Malahan, Jefran mendekatkan hidungnya ke hidung Khansa dan menggeseknya lembut.
"Thank you, udah ngobatin luka-luka gue, Khansa. Bahkan, nyokap gue gak perduli sama luka-luka yang dibuat Bokap gue ini." Khansa mengangguk.
"Lo mau hadiah, gak?" Tawar Jefran, yang dibalas gelengan cepat oleh Khansa
"Ck, mau ya? Gue maksa nih," ujar Jefran sambil mengerucutkan bibirnya sebal. Karena jarak mereka yang cukup dekat, hampir saja bibir Jefran bersentuhan langsung dengan bibir milik Khansa.
"Jefran, lo gak boleh m***m di rumah gue, ya!" Peringat Khansa dengan mata tajamnya.
"Enggak kok, Sayang. Gue kesini niatnya mau ngasih itu donat buat lo terus pulang," kata Jefran sambil menunjuk donat yang ada di meja.
"Ya udah, pulang gih."
"Ngusir calon imam nih ceritanya?" Jefran semakin mendekatkan diri.

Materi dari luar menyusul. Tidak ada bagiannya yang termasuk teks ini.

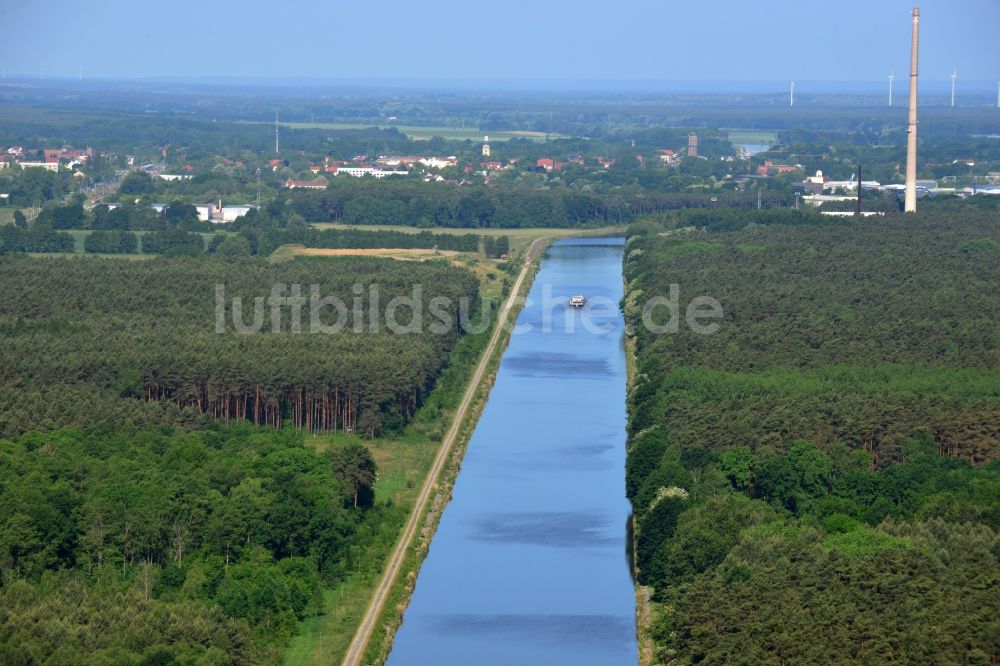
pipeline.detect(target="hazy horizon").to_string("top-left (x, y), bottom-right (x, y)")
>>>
top-left (0, 0), bottom-right (1000, 84)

"Jefran..." cicit Khansa pelan.
"Apa, hm? Gue juga mau ngingetin lo, supaya makan, mandi, sholat, jangan lupa ngerjain pr, jangan begadang dan besok sekolah gue jemput."
"Ya Lewat chat kan bisa."
"Gak bisa. Gue maunya kesini. Ngeliat princess gue yang paling cantik ini." Jefran mengelus pipi Khansa lembut sambil tersenyum semanis mungkin.

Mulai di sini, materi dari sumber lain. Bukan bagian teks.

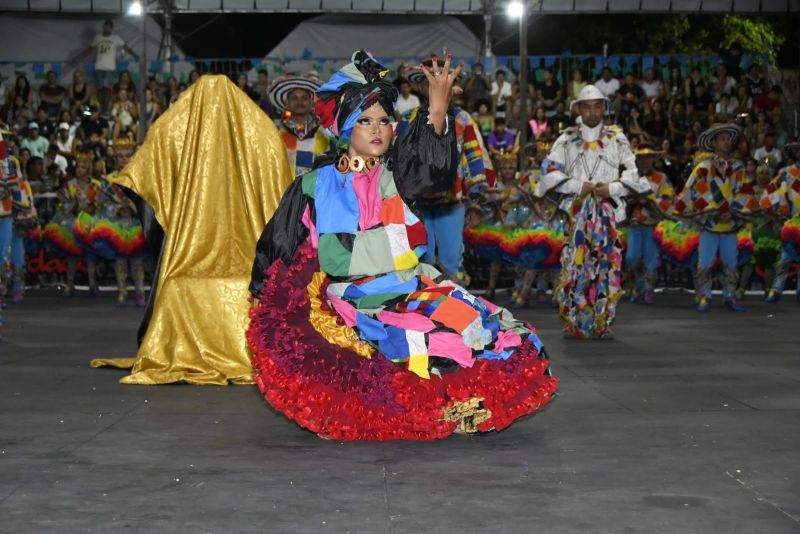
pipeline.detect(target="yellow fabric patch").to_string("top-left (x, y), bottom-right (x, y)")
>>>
top-left (308, 272), bottom-right (375, 360)
top-left (408, 354), bottom-right (431, 379)
top-left (394, 250), bottom-right (419, 271)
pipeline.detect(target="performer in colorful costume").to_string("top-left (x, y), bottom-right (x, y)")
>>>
top-left (104, 139), bottom-right (147, 308)
top-left (736, 164), bottom-right (781, 300)
top-left (248, 51), bottom-right (557, 440)
top-left (625, 148), bottom-right (675, 304)
top-left (44, 152), bottom-right (105, 297)
top-left (535, 85), bottom-right (650, 339)
top-left (406, 56), bottom-right (495, 285)
top-left (760, 141), bottom-right (800, 302)
top-left (269, 76), bottom-right (330, 177)
top-left (0, 132), bottom-right (40, 308)
top-left (674, 124), bottom-right (756, 312)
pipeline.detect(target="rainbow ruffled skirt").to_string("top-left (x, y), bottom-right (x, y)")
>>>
top-left (74, 212), bottom-right (145, 259)
top-left (464, 224), bottom-right (566, 270)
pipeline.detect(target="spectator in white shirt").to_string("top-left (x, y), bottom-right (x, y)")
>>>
top-left (77, 20), bottom-right (139, 109)
top-left (594, 67), bottom-right (621, 114)
top-left (708, 63), bottom-right (736, 100)
top-left (492, 69), bottom-right (511, 117)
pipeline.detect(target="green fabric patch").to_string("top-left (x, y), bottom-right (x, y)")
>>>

"Di rumah lo, gak ada siapa-siapa kan, princess?" Tanya Jefran membuat bulu kuduk Khansa meremang.
"Mau ngapain sih, Jef? Pulang ya."
"Gue mau kasih lo hadiah karena udah ngobatin gue." Detik itu juga, Jefran langsung mendekatkan bibir tebalnya ke pipi kanan Khansa.
Sontak, mata Khansa membulat. Yah... Ia pikir...
Di sebelah Khansa, Jefran malah nyengar-nyengir sendiri. "Itu hadiahnya. Gak mungkin lah, gue m***m sama lo. Cowok itu seharusnya ngejaga cewek, bukan ngerusak. Eh tapi gapapa, kan?" Tanya Jefran ketika menyadari bahwa daritadi Khansa hanya diam.
Khansa menarik bibirnya, membentuk sebuah senyum yang sangat manis. Hal itu, membuat jantung Jefran berdetak tak karuan dan jatuh cinta pada Khansa yang kedua kalinya lagi.
"Gak papa kok, Jefran. Makasih ya, hadiahnya."